A Short History of the Trans Fats Witch Hunt
The government treats Americans like a group of children who don’t know when to put down the donuts.
In the year 1975, a mother was likely to give her children a snack with trans fats in it. Those fats were considered healthier, the benefits of nutritional innovation. Fast-forward 40 years and America considers trans fats a pariah and a substance that directly leads to heart disease.
Last week Mommy Government decided that no level of trans fat is healthful in the American diet. It therefore completely banned the substance by 2018 so that you’ll have one less danger stalking you.
In banning a certain ingredient from food, the government assumes too much responsibility over Americans’ lives. David Harsanyi points out that the government’s justification that the ban prevents heart disease could justify a battery of bans — including on alcohol and cigarettes. Instead, big-government social engineering must decide what we consume — even if its groupthink may be wrong.
Trans fats can be found in fried foods, margarine and commercial baked goods. They are manufactured fats that take saturated fats and stabilize the substance through a process called hydrogenation.
Trans fats were initially developed in Germany and later went into large-scale production in England. In 1909, Proctor and Gamble bought the rights for the U.S. market, and their first product, a partly hydrogenated cottonseed oil used as shortening, was named Crisco.
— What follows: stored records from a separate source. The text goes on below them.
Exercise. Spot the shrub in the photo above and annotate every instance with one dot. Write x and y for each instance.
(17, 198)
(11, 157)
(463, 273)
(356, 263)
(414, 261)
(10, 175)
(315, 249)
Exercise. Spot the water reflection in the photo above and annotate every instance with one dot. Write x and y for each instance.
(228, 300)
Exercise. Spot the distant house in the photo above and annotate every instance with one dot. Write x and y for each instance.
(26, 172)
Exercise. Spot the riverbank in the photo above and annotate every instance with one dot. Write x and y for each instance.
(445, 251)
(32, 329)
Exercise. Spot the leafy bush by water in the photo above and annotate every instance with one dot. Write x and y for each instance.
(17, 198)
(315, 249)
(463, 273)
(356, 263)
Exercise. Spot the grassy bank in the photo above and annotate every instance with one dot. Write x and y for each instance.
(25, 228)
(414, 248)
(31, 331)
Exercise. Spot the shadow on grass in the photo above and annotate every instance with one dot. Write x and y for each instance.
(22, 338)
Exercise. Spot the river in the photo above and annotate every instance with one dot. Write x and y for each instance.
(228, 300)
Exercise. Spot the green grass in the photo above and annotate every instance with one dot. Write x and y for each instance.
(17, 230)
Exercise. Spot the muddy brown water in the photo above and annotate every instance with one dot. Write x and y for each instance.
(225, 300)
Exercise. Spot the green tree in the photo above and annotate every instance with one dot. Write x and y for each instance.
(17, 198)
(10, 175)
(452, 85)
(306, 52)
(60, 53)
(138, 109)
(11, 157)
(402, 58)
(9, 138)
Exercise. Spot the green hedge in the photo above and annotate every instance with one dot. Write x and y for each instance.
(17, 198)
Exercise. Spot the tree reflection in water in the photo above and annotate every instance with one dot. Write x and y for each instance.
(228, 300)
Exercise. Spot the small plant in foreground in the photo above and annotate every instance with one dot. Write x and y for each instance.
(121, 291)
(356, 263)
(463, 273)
Products using trans fats quickly became popular. During World War II, when dairy products were scarce, margarine took the place of butter. Trans fats also found uses as preservatives and for improving products’ texture. In the 1960s the government and scientists both recommended using them in food preparation rather than saturated fats such as lard and butter. Of course, cigarettes were being advertised as a boon to your health, too.
The Atlantic points out, “A 1961 Time magazine article that railed against the dangers of saturated fat (found in meat and dairy products), and … consumers began to view margarine and shortening as healthier alternatives.”
“In the 1980s,” the Atlantic continues, “some scientists began to associate heart disease with saturated fats, and in response, groups such as the Center for Science in the Public Interest and the National Heart Savers Association … began to hound manufacturers [to stop] poisoning America … by using saturated fats… In 1990, a New York Times food writer said CSPI’s campaign prompted fast-food chains to ‘slim down’ by switching to frying in shortening.”
Activists got their wish. Low fat became de rigueur in restaurants and among “health-conscious” people. Fat was out. Chicken breast was in. And those of us who revel in our Royale with cheese and a good donut or two have become politically incorrect.
But a funny thing happened. In the late 1980s, just as Al Gore was warming up, scientific “consensus” began to shift away from trans fats. A decade later, healthy food activists were saying the fats contributed to clogged arteries. Indeed, they may be a more insidious threat than saturated fats, they said.
Ironically, as The Atlantic reported, the Center for Science in the Public Interest, the organization that initially lobbied for the wide use of trans fats, turned around and told the FDA to add warning labels to any food that contained them. In 2006, the FDA required companies to label their products with the quantity of trans fats they contain and include a warning that no amount of trans fat is safe. Enjoy your meal.
This comes at a time when the average consumption of trans fats has dropped 80% in the last decade. The FDA was issuing its warnings, and people were making their own decisions about their diets.
Large food companies have already started to make the switch to other kinds of oils, but smaller businesses likely still have a stock of trans fat products. With rent, wages, taxes and now additional regulation, it doesn’t make sense to get rid of them any sooner than necessary.
Once again we see the absurd spectacle of a government treating its citizens like infants. Not only are we regulated beyond absurdity, the rules also change every generation or so. Who are these people who spend their careers writing these preposterous warnings for the “children” who work at real jobs and pay their salaries?
Adding injury to insult, now that time has passed in which “grave damage” has been visited upon millions of victims of trans fats by manufacturers that knew all along they were poison, the wolves are coming out of the woods. Personal injury lawyers are lining up to go after the deep and not so deep pockets of firms that produced an entirely legal product. Not to mention compliance costs are an economic killer.
As long as the government is allowed to treat citizens as infants — a situation with which far too many are comfortable — regulations will continue getting more ridiculous and more expensive for everyone. Is it too much to tell the government to start treating Americans like a group of adults?